Pole to pole: making art in the Antarctic and the Arctic

The artist Neville Gabie is currently in the Anarctic with the British Antarctic Survey as artist-in-residence at the Halley Reseach station on the Brunt ice shelf. He’ll be there for four months and each week he’s recording a video blog of his life there, One Minute Week.

Temperatures there on a typical summer day – and it is summer right now – are abalmy -10 degrees. Much of the BAS’s scientific work involves trying to figure out how the Antarctic works as a regulator of global climate. As the ice freezes during an Antarctic winter, vast amounts of denser salty water “rejected” by the ice  drift to the bottom of the oceans. This movement helps create the ocean currents that carry heat around the globe. The BAS also assess whether man-made climate change is having a direct impact there. The BAS’s measured views on that are here.

Anyway, this is Neville’s latest posting:

Getting ready for station-Z [Halley] from Ali Roche on Vimeo.

Neville’s artwork is based around the idea of flying kites in the Antarctic. “Flying kites in the Antarctic,” he says, “even in the summer months, is the antithesis of our expectations. Not only are the weather and wind conditions hostile, but the very idea of ‘recreation’ in the Antarctic seems contrary to the seriousness of the work undertaken there.”

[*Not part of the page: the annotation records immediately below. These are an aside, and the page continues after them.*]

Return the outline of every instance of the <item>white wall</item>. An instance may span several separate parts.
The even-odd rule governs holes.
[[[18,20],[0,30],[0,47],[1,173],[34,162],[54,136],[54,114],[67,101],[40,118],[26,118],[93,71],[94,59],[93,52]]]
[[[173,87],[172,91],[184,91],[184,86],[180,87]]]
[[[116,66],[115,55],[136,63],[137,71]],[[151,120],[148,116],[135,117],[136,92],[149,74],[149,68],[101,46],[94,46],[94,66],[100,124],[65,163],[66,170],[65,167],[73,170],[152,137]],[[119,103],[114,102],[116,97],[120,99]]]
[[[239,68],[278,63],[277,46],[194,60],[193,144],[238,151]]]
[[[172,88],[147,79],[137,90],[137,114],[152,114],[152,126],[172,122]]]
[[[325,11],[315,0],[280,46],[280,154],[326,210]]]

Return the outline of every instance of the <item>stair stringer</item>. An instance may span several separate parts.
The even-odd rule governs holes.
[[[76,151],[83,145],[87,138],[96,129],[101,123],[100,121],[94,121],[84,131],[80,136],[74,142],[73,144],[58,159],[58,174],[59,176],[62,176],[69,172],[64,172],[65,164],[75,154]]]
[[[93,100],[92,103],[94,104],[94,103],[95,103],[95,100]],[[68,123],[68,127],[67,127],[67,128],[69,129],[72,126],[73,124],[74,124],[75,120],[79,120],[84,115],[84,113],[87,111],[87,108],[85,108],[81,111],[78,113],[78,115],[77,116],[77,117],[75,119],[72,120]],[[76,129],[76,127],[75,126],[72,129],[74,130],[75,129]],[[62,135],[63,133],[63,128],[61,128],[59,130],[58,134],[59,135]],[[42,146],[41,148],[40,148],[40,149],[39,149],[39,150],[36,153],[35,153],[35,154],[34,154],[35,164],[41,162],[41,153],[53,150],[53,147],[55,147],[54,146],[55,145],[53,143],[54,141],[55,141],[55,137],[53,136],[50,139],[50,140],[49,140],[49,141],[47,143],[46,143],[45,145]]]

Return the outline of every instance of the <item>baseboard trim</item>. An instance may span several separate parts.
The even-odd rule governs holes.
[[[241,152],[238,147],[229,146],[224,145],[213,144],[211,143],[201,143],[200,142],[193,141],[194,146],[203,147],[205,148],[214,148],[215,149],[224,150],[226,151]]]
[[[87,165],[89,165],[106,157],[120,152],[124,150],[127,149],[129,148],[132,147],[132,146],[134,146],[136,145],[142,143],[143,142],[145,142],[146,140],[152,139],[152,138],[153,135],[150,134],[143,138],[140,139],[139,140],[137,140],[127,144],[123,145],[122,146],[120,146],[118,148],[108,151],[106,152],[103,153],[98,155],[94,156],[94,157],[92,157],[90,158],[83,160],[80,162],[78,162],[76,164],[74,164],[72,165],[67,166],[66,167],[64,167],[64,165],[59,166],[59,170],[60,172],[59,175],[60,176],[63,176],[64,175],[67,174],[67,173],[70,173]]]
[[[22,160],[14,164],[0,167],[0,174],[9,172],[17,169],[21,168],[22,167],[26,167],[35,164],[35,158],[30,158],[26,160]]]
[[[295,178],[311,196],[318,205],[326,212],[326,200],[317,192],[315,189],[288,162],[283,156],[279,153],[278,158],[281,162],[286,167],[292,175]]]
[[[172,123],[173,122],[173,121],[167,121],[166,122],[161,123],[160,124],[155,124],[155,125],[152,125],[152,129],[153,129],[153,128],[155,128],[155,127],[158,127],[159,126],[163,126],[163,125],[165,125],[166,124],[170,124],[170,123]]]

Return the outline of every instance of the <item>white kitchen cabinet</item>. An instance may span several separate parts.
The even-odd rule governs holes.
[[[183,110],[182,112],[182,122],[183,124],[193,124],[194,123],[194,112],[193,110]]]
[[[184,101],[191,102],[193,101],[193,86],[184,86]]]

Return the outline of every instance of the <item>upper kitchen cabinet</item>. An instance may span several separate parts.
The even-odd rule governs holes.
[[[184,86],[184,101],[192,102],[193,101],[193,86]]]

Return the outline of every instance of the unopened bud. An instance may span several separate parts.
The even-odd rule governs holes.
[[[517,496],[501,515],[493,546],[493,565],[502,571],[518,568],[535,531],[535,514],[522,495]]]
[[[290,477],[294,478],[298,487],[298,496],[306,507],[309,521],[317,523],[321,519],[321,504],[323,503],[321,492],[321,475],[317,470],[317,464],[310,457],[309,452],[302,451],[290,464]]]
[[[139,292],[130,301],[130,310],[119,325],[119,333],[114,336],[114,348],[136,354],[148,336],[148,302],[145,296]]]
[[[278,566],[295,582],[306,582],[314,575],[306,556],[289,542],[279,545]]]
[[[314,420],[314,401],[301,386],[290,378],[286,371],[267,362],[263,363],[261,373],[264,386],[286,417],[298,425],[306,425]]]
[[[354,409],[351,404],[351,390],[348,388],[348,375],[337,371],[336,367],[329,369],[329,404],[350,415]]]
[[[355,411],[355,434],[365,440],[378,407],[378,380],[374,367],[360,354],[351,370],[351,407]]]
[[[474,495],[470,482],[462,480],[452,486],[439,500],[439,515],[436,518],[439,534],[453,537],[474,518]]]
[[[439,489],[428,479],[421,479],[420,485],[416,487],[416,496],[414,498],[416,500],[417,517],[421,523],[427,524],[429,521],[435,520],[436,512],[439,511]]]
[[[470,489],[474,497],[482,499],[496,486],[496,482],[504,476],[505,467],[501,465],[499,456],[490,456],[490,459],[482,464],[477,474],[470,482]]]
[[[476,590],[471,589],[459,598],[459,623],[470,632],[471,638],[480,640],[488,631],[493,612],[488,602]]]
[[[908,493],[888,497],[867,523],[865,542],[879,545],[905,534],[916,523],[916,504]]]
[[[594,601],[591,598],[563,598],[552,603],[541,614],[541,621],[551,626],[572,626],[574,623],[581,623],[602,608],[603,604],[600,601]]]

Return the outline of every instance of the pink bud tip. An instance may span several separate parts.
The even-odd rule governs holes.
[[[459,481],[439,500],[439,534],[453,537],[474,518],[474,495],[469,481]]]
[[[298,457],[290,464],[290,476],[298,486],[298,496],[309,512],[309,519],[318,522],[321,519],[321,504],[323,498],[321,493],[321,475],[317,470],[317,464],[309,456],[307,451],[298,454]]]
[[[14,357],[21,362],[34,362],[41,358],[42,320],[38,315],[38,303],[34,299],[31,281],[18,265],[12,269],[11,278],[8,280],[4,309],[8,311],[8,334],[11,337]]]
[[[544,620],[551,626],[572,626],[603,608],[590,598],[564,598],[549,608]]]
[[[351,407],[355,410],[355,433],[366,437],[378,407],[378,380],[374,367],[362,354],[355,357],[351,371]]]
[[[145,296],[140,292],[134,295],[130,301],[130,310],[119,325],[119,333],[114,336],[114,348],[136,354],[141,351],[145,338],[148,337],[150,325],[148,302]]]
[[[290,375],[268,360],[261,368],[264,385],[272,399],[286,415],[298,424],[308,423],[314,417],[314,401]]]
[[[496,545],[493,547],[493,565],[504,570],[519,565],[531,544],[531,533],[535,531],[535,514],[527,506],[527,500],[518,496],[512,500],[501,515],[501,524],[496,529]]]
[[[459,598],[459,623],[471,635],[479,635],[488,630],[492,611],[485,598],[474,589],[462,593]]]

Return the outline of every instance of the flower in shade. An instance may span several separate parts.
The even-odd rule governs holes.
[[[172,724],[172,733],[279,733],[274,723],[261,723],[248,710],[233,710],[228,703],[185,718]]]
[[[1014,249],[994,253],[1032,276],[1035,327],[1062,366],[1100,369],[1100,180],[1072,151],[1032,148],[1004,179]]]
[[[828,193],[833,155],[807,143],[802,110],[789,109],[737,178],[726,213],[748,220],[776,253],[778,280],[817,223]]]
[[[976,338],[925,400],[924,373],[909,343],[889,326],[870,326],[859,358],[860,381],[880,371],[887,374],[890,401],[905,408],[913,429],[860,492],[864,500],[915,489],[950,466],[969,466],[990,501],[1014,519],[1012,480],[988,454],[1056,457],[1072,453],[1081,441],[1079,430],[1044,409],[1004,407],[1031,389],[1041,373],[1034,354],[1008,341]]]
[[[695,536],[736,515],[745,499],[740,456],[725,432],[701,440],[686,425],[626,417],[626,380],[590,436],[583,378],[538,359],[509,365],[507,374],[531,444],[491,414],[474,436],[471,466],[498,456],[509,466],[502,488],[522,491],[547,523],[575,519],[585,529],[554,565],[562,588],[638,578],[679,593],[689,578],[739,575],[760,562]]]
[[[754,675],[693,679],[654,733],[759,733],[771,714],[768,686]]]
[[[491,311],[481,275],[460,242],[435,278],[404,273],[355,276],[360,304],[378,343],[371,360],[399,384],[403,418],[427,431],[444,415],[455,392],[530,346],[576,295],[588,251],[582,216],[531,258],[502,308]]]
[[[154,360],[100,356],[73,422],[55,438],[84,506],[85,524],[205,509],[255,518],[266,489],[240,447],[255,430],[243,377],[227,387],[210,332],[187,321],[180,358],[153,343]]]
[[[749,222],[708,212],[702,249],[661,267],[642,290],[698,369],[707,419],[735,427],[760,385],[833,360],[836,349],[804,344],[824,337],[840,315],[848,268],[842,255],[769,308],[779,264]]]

I’ve just posted a video interview with RIBA President Sunand Prasad on the main website. Where Neville is planning to fly kites in the Antarctic, Sunand attempted to fly balloons in the Arctic, the other end of the earth, during last year’s Cape Farewell expedition. His description of trying to launch balloons in the wild, harsh katabatic Arctic winds suggests that Neville’s enterprise isn’t going to be a summer picnic.